Estamos num beco sem saída? Que fragilidades a crise revela para a sociedade brasileira? Qual o papel da sociedade civil neste momento? Estas e outras inquietações dominaram o debate na “Roda de Conversa sobre Cenário Político e Democracia: O que Betinho Faria?” realizada nesta quarta-feira (23/03) na ABIA, no Rio de Janeiro. Cerca de 60 pessoas, entre ativistas e intelectuais, reuniram-se para refletir sobre a crise política, intensificada após a divulgação da conversa telefônica entre o ex-presidente Lula e a presidenta Dilma Rousseff.
O diretor-presidente da ABIA, Richard Parker, abriu o bate papo informal lembrando que o sociólogo Herbert de Souza, o Betinho, em situações de crise, costumava resgatar os princípios fundamentais que devem nortear as ações coletivas. “Não podemos afirmar o que Betinho iria pensar, mas sabemos que sempre olhava para questões de conjuntura e resgatava princípios como ética na política, democracia, justiça, liberdade e solidariedade nas suas análises”, afirmou.

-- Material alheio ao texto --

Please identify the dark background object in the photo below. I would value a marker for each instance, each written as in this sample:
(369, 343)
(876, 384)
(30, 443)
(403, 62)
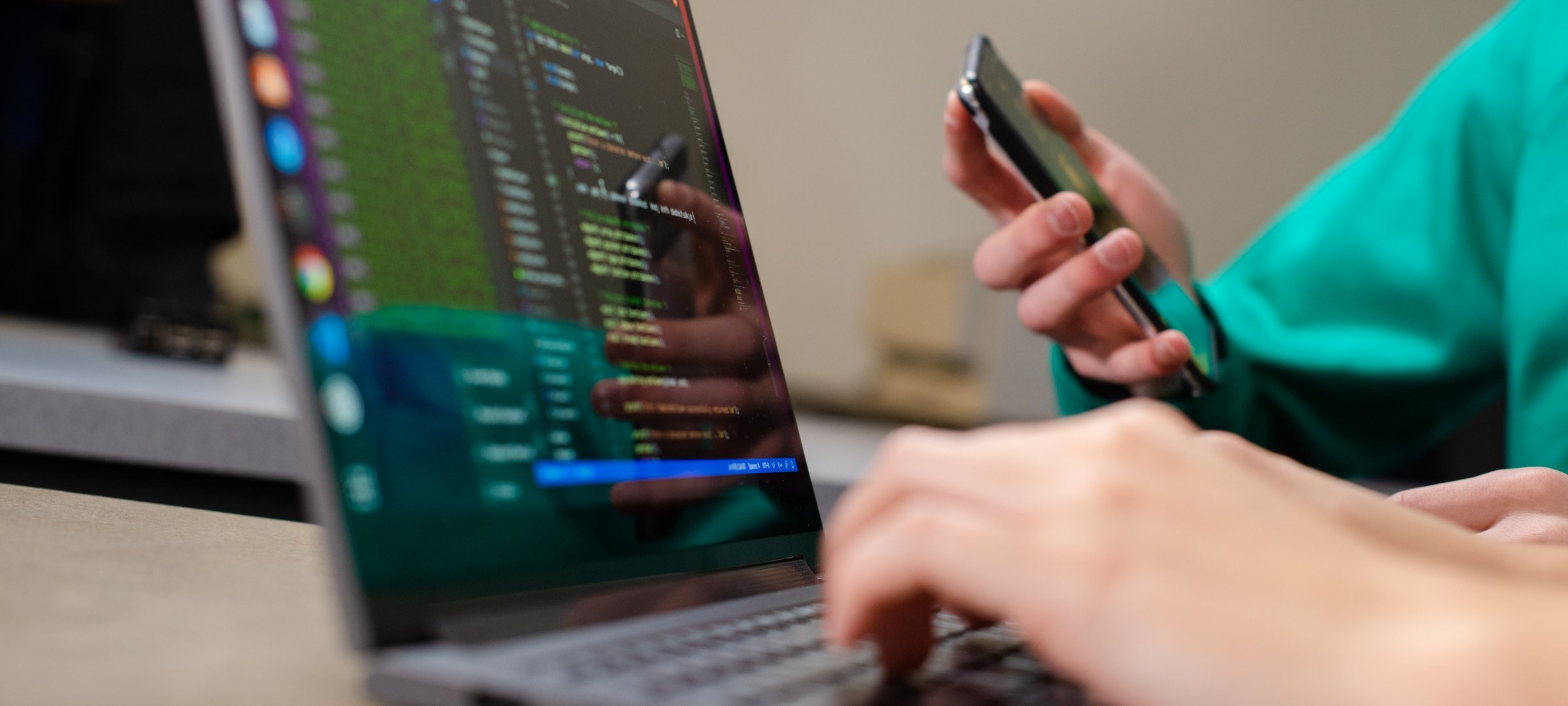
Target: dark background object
(114, 180)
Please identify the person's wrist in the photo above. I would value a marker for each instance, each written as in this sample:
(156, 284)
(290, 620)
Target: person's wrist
(1435, 637)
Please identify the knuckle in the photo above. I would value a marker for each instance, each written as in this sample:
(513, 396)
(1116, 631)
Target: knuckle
(1224, 441)
(1539, 484)
(923, 521)
(958, 172)
(1413, 498)
(1037, 313)
(1537, 529)
(1145, 413)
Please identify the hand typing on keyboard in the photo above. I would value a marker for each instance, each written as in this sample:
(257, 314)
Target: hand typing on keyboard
(1149, 560)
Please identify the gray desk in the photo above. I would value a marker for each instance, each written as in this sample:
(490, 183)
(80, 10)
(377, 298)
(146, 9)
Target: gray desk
(126, 603)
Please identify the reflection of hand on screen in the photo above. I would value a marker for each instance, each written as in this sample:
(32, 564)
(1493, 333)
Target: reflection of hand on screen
(711, 393)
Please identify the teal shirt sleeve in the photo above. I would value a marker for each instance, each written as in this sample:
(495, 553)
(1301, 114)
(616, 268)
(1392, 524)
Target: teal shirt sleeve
(1366, 322)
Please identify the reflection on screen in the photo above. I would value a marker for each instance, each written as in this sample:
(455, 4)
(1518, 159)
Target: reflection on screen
(534, 322)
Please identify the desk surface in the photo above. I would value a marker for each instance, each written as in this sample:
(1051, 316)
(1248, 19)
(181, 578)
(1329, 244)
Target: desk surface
(127, 603)
(131, 603)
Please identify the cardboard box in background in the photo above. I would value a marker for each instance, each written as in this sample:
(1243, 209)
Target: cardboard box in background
(946, 352)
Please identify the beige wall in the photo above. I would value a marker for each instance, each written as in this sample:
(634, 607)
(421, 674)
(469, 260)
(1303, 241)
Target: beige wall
(833, 114)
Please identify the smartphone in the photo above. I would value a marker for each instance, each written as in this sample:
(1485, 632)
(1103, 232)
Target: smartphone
(1156, 300)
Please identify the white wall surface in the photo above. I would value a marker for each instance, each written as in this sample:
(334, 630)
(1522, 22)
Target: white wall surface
(833, 115)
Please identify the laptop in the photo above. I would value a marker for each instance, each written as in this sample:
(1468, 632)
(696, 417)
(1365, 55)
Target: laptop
(553, 446)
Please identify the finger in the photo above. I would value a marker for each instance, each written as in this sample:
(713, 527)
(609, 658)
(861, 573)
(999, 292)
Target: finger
(1149, 360)
(971, 165)
(1026, 245)
(1094, 274)
(1057, 112)
(910, 460)
(888, 578)
(730, 341)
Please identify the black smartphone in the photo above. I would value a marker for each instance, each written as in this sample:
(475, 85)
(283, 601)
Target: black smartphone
(1045, 159)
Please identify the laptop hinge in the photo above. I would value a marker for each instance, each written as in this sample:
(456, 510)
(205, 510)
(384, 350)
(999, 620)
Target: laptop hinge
(529, 614)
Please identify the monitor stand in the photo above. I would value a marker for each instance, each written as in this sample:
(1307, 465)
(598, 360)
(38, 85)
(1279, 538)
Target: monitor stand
(71, 391)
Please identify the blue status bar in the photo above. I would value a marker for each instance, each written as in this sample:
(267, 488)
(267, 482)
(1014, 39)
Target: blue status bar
(566, 474)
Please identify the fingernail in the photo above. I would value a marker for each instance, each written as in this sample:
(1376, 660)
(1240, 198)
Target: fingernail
(1167, 350)
(1117, 251)
(1065, 220)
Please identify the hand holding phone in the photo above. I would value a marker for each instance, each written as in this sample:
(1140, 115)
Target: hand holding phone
(1060, 190)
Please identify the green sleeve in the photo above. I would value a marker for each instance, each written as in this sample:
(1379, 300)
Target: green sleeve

Para Sônia Correa, pesquisadora associada da ABIA, e que também conviveu com Betinho, a crise revela a fragilidade das instituições democráticas e propõe uma reflexão profunda sobre o que foi construído até aqui: “Apesar dos esforços, a democratização é superficial. As novas gerações têm a tarefe de aprofundar as instituições democráticas. E isso nos leva a perguntar o que fizemos até aqui. Penso que construímos um Estado centrado, sem olhar para a sociedade…”, opinou.
Eloísa Machado de Almeida, professora de direito da Fundação Getúlio Vargas (FGV/SP), chamou a atenção para a fragilidade das instituições democráticas perante o poder de um juiz. “A Constituição deu poderes para este judiciário e o colocou na função de mediador de conflitos. Este espaço privilegiado dado nas últimas décadas está cobrando o seu preço”, disse.

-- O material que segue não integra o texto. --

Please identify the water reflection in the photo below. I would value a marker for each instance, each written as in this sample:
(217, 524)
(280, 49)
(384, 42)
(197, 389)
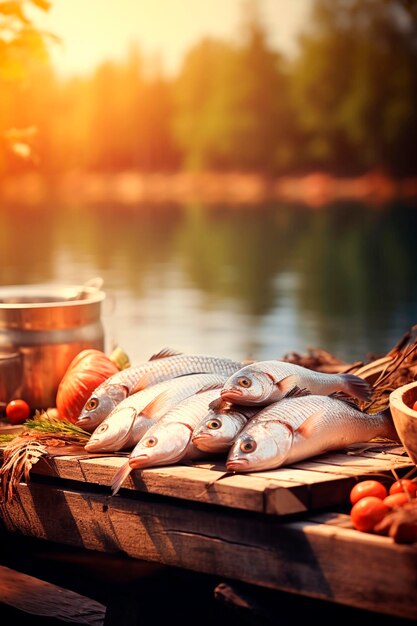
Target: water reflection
(239, 281)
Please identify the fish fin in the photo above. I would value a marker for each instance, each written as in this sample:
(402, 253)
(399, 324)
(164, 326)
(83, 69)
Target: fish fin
(297, 392)
(120, 476)
(340, 395)
(310, 425)
(219, 404)
(153, 409)
(286, 384)
(143, 382)
(210, 387)
(164, 353)
(356, 387)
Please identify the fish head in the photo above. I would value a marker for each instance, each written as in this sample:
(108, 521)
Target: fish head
(164, 446)
(217, 431)
(258, 448)
(100, 404)
(113, 432)
(248, 386)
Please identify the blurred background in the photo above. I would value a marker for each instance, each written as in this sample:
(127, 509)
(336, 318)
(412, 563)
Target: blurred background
(242, 174)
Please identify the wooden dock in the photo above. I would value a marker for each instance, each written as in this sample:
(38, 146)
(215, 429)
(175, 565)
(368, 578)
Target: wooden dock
(286, 530)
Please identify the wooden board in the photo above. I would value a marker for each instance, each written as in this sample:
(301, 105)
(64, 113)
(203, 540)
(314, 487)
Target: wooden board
(321, 557)
(39, 597)
(314, 484)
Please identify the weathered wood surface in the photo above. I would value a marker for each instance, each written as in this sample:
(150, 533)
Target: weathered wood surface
(321, 557)
(39, 597)
(320, 482)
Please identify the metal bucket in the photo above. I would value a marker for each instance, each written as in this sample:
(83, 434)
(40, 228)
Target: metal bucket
(42, 328)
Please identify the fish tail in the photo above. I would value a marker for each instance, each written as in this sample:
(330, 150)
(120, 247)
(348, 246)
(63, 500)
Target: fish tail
(119, 477)
(389, 430)
(356, 387)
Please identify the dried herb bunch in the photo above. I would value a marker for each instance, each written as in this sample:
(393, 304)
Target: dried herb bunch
(41, 434)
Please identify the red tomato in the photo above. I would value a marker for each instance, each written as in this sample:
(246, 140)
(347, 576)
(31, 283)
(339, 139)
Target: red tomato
(368, 488)
(396, 499)
(367, 512)
(17, 411)
(403, 485)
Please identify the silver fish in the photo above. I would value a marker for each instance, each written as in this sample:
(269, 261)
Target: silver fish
(301, 427)
(134, 415)
(162, 366)
(218, 429)
(269, 381)
(169, 440)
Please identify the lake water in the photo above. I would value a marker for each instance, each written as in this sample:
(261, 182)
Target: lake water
(242, 282)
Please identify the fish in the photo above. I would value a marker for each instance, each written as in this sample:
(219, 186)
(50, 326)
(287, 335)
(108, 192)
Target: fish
(132, 417)
(303, 426)
(161, 366)
(265, 382)
(169, 440)
(218, 429)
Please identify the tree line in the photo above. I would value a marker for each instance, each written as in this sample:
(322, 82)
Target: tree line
(345, 103)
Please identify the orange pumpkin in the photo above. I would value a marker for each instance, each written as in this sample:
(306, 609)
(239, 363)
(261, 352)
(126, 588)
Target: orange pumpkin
(88, 369)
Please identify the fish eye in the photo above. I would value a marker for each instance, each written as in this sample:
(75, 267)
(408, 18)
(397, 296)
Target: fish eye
(214, 424)
(91, 404)
(248, 446)
(150, 442)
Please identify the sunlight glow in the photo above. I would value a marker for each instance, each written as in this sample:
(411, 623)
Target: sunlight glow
(93, 31)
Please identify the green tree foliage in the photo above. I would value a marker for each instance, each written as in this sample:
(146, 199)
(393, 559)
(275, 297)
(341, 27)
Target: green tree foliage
(345, 103)
(355, 86)
(233, 104)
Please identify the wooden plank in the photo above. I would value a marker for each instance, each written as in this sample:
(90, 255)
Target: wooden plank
(312, 484)
(37, 597)
(180, 481)
(312, 558)
(349, 465)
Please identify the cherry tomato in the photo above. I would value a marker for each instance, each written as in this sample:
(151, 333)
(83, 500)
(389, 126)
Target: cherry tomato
(403, 485)
(368, 488)
(367, 512)
(396, 499)
(17, 411)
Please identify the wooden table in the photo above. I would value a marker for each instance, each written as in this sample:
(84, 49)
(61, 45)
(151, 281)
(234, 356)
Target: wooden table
(286, 530)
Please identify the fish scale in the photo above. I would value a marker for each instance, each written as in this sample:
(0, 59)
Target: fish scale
(301, 427)
(162, 366)
(132, 417)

A especialista também pontuou que é preciso reconhecer que o Estado de direito não chegou para uma parcela significativa da população. “Há uma incapacidade das instituições de aplicar a lei para todos e precisamos refletir sobre isso”, avaliou, acrescentando que vê com angústia o quadro político atual: “Estamos diante de um governo que não foi capaz de se associar aos movimentos sociais e também diante de forças conservadoras que acabam de aprovar a lei antiterrorismo. A pergunta que nos angustia é como fugir desta polarização defendendo princípios?”, indagou. O cenário, de acordo ela, é bastante difícil. Para a especialista, há indícios que mostram o impeachment como inevitável, embora o quadro possa ser mudado. “O cenário no Supremo Tribunal Federal está complicado. Pode mudar a qualquer momento”, afirmou.
Novo ciclo
A advogada Renata Reis reforçou que não há projeto político possível para se apostar neste cenário de crise. “Estamos num beco sem saída. Nós sabemos o que queremos e a Dilma também sabe o que queremos. É ela quem não quer a nossa pauta. Não há um projeto político capaz de aglutinar os anseios dos movimentos sociais LGBT, das comunidades tradicionais, dentre outros”, desabafou.

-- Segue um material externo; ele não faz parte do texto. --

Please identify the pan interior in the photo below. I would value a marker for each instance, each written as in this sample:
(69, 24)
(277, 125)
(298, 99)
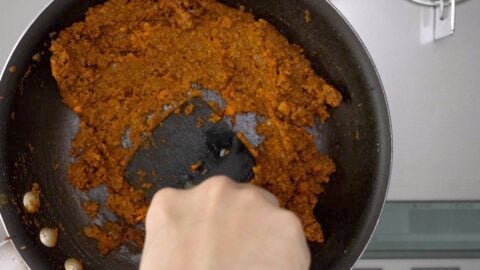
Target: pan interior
(36, 129)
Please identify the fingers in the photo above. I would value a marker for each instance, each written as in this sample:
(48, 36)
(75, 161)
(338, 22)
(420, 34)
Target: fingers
(223, 182)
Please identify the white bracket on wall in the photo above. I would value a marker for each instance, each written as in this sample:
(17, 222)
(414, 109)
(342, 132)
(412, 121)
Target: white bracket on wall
(444, 16)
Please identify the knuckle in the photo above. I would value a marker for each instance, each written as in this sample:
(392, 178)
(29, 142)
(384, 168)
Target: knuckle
(292, 222)
(160, 209)
(252, 195)
(218, 185)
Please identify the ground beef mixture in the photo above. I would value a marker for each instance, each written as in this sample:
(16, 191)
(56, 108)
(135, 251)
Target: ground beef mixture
(120, 68)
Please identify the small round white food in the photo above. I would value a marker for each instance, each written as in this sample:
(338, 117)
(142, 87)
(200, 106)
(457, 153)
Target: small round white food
(49, 237)
(31, 202)
(73, 264)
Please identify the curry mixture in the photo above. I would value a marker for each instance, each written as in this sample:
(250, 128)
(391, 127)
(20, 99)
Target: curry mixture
(131, 63)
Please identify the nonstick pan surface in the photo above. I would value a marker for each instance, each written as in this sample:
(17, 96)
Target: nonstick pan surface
(36, 129)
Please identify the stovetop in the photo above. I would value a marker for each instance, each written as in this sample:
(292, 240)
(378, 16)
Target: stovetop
(432, 87)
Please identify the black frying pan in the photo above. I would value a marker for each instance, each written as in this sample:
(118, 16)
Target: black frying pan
(36, 129)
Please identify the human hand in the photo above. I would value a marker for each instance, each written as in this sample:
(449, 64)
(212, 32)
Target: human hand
(222, 225)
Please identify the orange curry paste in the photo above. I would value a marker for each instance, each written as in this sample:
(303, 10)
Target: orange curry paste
(128, 58)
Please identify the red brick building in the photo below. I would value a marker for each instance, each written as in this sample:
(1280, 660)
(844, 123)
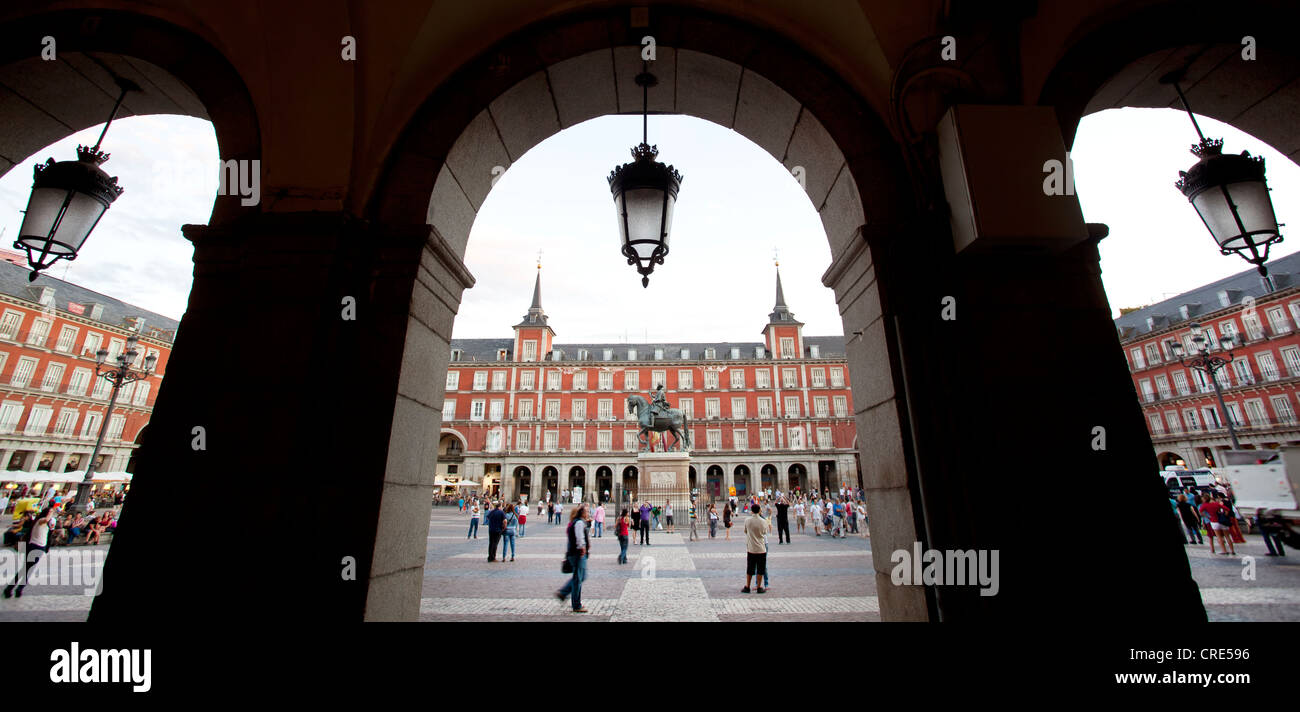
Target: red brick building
(51, 402)
(1261, 389)
(528, 415)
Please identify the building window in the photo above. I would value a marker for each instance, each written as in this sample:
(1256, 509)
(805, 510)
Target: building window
(1278, 320)
(819, 407)
(1268, 367)
(66, 424)
(1162, 385)
(53, 377)
(11, 324)
(737, 378)
(66, 339)
(24, 372)
(792, 406)
(39, 420)
(739, 408)
(1181, 382)
(40, 331)
(1282, 407)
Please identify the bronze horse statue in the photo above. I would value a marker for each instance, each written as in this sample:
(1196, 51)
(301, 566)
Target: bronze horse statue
(675, 422)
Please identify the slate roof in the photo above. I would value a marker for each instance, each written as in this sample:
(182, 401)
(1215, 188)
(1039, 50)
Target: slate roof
(13, 282)
(1205, 299)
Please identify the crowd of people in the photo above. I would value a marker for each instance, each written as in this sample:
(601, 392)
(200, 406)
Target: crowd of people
(1209, 513)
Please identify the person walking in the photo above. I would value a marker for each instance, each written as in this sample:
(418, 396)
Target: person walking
(1190, 521)
(622, 529)
(495, 528)
(473, 520)
(1221, 521)
(508, 533)
(576, 554)
(645, 522)
(38, 543)
(783, 521)
(755, 547)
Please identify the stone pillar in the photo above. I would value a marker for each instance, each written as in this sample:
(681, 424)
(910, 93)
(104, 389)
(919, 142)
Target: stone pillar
(315, 290)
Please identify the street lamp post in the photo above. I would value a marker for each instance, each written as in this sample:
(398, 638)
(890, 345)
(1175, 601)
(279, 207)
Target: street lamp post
(118, 376)
(1203, 361)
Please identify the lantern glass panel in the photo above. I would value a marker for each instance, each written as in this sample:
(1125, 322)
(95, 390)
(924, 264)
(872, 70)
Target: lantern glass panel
(83, 212)
(645, 212)
(42, 211)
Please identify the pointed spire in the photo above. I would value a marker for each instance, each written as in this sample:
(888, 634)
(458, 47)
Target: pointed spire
(780, 312)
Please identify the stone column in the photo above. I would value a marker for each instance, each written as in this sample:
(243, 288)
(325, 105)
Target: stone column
(312, 290)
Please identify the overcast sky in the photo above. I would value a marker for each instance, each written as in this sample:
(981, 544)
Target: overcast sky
(737, 205)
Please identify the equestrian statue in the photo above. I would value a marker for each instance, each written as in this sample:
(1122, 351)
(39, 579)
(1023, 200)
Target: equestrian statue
(658, 416)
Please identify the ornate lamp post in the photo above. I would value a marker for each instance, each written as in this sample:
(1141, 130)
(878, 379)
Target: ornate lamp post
(66, 202)
(1203, 361)
(118, 376)
(645, 192)
(1230, 195)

Veriano Terto Jr., assessor especial da ABIA, pontuou que o momento é de enxergar as lições aprendidas nesta trajetória até aqui. “É preciso enxergar um novo ciclo que pode estar se abrindo. A sociedade civil precisa voltar a se mobilizar, saber reconhecer o que foi construído e aplicá-lo neste novo cenário que pode estar surgindo neste momento”, avaliou.
Ao final do encontro, a ABIA anunciou que dará prosseguimento a “Roda de Conversa sobre Cenário Político e Democracia” no mês de abril.